The deportees in question are black Mauritanians, who are ethnically distinct, and speak a different language from the majority Arab and Berber tribes that form the country’s majority and its slaveholding merchant class. They have suffered brutal discrimination as well as enslavement for decades. More recently, the government stripped them of citizenship, meaning that black Mauritanians living overseas, including in the United States, are stateless.
Mauritania doesn’t want them, and many of them left under threat of violence from the authorities. Heedless of that, and the grim fate that awaits them if they return, ICE is arresting and deporting them anyway. That is unconscionable. After deporting just 18 Mauritanians in the two years ending in October 2017, ICE has removed 79 since then; 33 of them had been convicted of a criminal offense. Another 41 are in ICE detention, according to the agency.
ICE’s arrests and deportations are enabled by the administration’s pressure on the Mauritanian government, which responded by authorizing travel documents that allow deportees to be returned to Mauritania. That sent a chill through the biggest U.S. community of Mauritanians, located in Columbus, Ohio, many of whom have lived there for 20 years.

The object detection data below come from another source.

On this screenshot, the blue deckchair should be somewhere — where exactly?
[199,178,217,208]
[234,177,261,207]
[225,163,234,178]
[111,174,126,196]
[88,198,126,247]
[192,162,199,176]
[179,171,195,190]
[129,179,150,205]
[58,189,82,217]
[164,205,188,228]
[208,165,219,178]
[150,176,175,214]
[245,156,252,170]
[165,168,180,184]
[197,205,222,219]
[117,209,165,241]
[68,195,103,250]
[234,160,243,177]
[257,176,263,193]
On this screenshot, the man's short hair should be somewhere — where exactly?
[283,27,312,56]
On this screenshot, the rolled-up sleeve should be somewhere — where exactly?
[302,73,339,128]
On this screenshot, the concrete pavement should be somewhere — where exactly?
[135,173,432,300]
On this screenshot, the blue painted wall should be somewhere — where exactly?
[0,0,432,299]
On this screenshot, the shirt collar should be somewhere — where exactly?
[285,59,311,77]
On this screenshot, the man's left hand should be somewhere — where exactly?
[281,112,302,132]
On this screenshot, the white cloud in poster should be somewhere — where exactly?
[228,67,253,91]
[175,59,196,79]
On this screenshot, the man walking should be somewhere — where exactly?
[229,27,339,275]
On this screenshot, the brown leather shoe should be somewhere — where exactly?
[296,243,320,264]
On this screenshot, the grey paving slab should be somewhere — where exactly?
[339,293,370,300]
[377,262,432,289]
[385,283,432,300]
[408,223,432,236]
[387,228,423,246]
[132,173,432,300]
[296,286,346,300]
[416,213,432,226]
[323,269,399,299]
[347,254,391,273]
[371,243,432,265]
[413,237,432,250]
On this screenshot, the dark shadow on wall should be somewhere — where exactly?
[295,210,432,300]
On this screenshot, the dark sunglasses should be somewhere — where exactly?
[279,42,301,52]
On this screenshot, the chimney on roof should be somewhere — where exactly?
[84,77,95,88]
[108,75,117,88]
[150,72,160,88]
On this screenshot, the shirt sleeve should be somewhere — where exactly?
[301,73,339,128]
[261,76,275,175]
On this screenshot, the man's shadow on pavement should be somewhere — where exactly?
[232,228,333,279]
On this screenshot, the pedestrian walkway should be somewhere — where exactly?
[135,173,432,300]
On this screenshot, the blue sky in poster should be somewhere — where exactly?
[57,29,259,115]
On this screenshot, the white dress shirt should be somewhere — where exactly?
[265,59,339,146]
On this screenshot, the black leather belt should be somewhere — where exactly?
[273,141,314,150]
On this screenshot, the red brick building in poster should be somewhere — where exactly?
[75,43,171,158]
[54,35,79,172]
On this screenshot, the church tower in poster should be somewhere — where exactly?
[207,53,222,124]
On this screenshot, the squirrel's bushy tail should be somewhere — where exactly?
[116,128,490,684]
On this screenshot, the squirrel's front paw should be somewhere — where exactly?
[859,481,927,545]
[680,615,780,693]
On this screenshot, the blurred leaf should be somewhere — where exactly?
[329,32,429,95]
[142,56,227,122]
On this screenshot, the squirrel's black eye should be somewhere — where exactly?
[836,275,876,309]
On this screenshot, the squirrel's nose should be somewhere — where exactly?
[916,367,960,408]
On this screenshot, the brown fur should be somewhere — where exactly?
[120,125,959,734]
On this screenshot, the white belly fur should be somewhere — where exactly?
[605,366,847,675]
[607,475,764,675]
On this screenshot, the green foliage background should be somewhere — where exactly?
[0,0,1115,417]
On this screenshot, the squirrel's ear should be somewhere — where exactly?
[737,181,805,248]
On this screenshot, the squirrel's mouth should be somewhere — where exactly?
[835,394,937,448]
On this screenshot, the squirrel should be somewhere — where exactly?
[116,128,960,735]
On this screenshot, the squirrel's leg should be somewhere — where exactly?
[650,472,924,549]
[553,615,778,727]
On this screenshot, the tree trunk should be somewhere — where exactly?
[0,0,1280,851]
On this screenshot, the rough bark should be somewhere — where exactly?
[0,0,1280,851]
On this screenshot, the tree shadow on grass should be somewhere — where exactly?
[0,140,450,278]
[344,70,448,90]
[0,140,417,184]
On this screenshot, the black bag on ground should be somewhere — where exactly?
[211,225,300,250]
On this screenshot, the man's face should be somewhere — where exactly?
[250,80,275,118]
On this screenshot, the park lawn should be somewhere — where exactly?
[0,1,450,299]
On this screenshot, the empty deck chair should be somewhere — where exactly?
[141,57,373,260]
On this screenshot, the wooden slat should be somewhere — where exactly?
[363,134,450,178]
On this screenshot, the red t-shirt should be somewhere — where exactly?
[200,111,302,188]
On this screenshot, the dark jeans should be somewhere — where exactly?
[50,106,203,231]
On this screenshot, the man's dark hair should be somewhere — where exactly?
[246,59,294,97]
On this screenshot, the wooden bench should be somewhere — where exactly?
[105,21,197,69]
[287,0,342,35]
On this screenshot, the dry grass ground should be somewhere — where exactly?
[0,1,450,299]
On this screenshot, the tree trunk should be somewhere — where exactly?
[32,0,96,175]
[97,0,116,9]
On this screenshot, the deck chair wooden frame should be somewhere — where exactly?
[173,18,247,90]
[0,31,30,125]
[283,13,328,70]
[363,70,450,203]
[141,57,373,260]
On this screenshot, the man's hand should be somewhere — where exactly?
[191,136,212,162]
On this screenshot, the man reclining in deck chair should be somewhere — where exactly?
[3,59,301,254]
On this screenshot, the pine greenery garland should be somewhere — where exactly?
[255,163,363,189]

Mauritania was the last nation on Earth to outlaw slavery, in 1981, but that was mainly a legal nicety. Between 40,000 and 90,000 of its 4.3 million people are believed to be held in households in a hereditary slavery system, passed from generation to generation, with little consequence from the authorities. Antislavery activists in Mauritania have been subjected to harassment and arrest, as documented by a recent report by Amnesty International.
According to the CIA World Factbook, Mauritania’s anti-trafficking enforcement is “negligible.” The Factbook added that of 4,000 child labor cases referred to the police in recent years by nongovernmental advocacy organizations, not one resulted in prosecution or conviction.
That provides an obvious reason for the administration to use its discretion and spare unauthorized Mauritanians who have lived productive lives in the United States from the possibility of a horrific fate. But discretion and common sense have not been the hallmarks of this administration’s immigration policy. The result, in this and other cases, is tragedy and suffering.